Use more targeted job boards
Posting a job on Seek can be useful. But at the graduate level, it can also generate an unmanageable number of applicants, many of whom don’t fit the brief. The key is to limit your advertisement to the desired demographic. At Leo Cussen, we run a free advertising service allowing employers to specify a target group of candidates based on criteria such as year of graduation, electives studied, and language skills. This means employers only target the lawyers they are after, and don’t get inundated with irrelevant applications.
- Offer Something Unique
The reality is that you’re not the only one looking for the perfect candidate. Your ideal graduate lawyer is likely looking at other employers too, and offering a higher salary no longer cuts it. Surveys show that 83 per cent of today’s ‘millennials’ choose their positions based on employee benefits. This opens the door to offering plenty of cost-effective benefits such as flexible work schedules, further training, and progression opportunities.

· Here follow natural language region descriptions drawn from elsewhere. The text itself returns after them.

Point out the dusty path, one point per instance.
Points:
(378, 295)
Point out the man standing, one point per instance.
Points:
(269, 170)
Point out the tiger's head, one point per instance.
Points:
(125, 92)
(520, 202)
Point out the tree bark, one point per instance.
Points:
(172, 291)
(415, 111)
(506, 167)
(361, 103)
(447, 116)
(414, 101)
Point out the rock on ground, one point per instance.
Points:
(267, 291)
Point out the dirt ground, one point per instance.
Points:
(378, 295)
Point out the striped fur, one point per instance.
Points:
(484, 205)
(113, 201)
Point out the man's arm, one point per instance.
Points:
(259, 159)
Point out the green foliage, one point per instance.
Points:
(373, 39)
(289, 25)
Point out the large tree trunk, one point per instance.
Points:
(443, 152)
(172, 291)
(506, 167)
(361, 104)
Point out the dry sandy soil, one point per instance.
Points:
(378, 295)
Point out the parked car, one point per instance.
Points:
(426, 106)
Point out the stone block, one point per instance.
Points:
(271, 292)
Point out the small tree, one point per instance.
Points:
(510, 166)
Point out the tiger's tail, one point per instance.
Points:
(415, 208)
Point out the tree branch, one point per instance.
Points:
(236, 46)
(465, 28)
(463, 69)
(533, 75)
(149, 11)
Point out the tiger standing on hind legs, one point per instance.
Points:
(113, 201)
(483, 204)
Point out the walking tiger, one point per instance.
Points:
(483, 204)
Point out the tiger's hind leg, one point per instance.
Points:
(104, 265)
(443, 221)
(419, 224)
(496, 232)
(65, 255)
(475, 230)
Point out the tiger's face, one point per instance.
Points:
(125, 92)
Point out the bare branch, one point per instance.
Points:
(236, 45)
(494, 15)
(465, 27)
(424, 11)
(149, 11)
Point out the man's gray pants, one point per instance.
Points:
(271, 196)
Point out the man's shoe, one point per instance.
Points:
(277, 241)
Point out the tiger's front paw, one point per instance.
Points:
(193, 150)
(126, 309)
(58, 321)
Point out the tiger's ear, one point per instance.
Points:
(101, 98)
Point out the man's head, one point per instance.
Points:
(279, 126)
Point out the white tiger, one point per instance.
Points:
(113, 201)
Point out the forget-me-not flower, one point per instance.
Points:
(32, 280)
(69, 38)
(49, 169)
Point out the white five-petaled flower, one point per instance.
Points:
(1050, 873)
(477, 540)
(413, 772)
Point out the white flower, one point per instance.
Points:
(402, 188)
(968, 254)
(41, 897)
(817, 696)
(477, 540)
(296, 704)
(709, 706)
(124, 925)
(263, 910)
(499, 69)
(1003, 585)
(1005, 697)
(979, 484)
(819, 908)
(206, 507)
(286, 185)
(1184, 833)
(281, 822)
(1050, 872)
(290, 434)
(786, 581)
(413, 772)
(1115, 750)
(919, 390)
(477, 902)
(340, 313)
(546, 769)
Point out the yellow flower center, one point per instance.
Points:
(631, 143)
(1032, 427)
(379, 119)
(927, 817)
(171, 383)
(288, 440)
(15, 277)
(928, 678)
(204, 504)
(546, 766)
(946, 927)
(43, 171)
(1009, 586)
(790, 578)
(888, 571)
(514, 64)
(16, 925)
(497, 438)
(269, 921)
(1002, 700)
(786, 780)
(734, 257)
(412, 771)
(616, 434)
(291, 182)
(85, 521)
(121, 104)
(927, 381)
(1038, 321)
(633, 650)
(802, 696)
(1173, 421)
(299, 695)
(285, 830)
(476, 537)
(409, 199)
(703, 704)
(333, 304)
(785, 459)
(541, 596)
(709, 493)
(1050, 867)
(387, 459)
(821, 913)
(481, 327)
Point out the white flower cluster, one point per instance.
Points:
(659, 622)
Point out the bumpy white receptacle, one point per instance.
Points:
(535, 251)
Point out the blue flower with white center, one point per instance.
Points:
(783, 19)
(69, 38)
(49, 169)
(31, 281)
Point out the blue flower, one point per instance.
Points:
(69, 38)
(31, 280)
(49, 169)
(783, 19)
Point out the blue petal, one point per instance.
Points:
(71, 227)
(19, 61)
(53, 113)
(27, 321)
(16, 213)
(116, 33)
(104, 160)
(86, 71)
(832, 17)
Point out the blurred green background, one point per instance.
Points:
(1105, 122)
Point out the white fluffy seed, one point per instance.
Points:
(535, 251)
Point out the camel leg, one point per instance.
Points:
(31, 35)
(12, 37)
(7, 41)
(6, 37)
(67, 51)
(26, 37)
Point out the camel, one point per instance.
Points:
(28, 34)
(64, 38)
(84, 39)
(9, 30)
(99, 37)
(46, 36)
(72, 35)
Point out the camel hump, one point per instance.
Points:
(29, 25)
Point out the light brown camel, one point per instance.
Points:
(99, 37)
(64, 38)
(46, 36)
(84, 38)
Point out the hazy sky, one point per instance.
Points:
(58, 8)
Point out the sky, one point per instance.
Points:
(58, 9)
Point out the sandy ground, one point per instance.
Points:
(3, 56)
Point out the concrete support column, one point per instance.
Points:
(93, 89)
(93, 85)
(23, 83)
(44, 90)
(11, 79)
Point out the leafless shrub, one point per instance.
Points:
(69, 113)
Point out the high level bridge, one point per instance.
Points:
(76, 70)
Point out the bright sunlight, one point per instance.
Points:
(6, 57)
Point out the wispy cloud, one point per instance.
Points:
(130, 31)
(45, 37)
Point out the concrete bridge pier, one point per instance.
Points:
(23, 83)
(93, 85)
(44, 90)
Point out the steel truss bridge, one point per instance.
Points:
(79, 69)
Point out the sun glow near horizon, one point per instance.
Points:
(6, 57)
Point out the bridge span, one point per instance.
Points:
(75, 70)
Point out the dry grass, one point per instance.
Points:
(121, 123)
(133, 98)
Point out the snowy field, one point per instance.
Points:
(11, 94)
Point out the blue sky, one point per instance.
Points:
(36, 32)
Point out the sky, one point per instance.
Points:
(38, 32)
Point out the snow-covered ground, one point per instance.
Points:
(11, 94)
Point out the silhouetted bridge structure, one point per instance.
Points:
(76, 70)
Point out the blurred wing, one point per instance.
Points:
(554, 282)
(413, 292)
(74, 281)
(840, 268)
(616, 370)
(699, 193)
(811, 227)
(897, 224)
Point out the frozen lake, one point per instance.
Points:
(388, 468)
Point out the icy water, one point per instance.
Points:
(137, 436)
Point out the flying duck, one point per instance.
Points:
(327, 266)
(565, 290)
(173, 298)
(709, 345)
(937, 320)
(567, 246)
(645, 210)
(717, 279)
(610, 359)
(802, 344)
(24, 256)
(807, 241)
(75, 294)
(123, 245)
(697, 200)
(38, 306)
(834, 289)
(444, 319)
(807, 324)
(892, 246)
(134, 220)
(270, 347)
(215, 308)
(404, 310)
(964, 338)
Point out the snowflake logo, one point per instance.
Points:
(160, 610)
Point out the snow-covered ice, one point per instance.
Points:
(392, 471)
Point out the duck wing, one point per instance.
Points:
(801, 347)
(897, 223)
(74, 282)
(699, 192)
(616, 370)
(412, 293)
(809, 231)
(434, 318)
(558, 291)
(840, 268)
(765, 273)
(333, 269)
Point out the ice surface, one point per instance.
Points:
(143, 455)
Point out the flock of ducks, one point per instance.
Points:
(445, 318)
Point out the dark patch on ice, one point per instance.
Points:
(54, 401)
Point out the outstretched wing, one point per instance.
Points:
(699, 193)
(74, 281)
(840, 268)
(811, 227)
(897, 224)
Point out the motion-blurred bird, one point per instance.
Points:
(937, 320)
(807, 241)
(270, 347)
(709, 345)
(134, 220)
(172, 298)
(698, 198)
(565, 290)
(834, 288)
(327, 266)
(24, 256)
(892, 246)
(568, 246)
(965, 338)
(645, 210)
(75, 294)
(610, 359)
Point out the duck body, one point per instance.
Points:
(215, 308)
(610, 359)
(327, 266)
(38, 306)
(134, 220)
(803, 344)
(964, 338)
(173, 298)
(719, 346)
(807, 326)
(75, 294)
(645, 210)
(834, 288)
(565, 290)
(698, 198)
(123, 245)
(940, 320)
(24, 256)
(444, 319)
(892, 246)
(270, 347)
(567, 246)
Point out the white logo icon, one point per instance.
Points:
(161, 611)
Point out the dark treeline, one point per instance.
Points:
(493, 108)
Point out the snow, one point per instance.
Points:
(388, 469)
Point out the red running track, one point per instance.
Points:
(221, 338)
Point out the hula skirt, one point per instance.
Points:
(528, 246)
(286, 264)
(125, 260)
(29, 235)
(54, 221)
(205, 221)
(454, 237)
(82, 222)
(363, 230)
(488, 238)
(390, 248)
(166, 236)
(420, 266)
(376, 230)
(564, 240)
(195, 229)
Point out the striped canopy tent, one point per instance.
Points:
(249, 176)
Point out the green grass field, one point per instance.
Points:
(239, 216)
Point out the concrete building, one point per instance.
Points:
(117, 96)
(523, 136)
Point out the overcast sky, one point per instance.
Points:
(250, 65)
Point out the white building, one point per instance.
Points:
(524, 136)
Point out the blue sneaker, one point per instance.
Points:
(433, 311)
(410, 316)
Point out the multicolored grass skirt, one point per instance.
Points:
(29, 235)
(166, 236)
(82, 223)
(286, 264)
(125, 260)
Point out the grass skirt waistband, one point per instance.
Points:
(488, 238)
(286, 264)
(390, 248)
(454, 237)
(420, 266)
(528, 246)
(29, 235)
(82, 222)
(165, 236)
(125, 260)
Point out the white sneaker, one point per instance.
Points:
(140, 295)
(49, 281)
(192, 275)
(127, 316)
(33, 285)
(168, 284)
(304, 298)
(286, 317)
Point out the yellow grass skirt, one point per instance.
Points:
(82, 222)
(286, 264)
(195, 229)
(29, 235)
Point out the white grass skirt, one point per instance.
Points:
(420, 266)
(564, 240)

This is an opportunity to leverage off the things your organisation does best. But remember to only promise what you can deliver!
- Look for the Right Things
Sourcing a good pool of candidates only gets you half way. The next step is making the right selection.
Make sure they’re well-trained
Although graduates are only at the beginning of their learning, there is little doubt that some hit the ground running quicker than others. One factor is the quality of their training, particularly at the Practical Legal Training (PLT) level. To increase the likelihood of a successful fit, it is important to make sure that a graduate has been through a comprehensive and reputable PLT course which teaches more than the bare minimum. PLT providers such as Leo Cussen ensure that graduates are trained to run simulated files, and help them to build technical, commercial and client-focused skills.
Be holistic and open-minded
Not every graduate has a distinction average from a sandstone university, with clerking experience in a top tier firm. Nor is that the background of every successful lawyer. Experienced recruiters will tell you that marks aren’t everything, and it’s vital to keep an open mind when assessing applicants. Strong evidence of commerciality, loyalty, and client relationship skills can be equally valuable.
Ask them to solve a real problem
Rather than administering a generic behavioural-based interview question, try giving the applicant a scenario which reflects a real problem they are likely to face in your organisation. Provide a period of time to prepare a solution and present it back. This gives you insight into key skills such as problem-solving and presentation. It also provides a contextual glimpse of how they might handle issues particular to your organisation.
- Develop a Pipeline of Potentials
Rather than waiting until you need a graduate lawyer, you might consider building a base of paralegals, clerks or legal secretaries. It can often be smart to hire these individuals while they are still in law school, as it provides an opportunity to get to know the candidate prior to considering them for a graduate position.
Another option is to host a graduate for an initial period of work experience (for example, a PLT placement). This provides an opportunity for you and the graduate to perform a ‘test run’ before any commitments are made.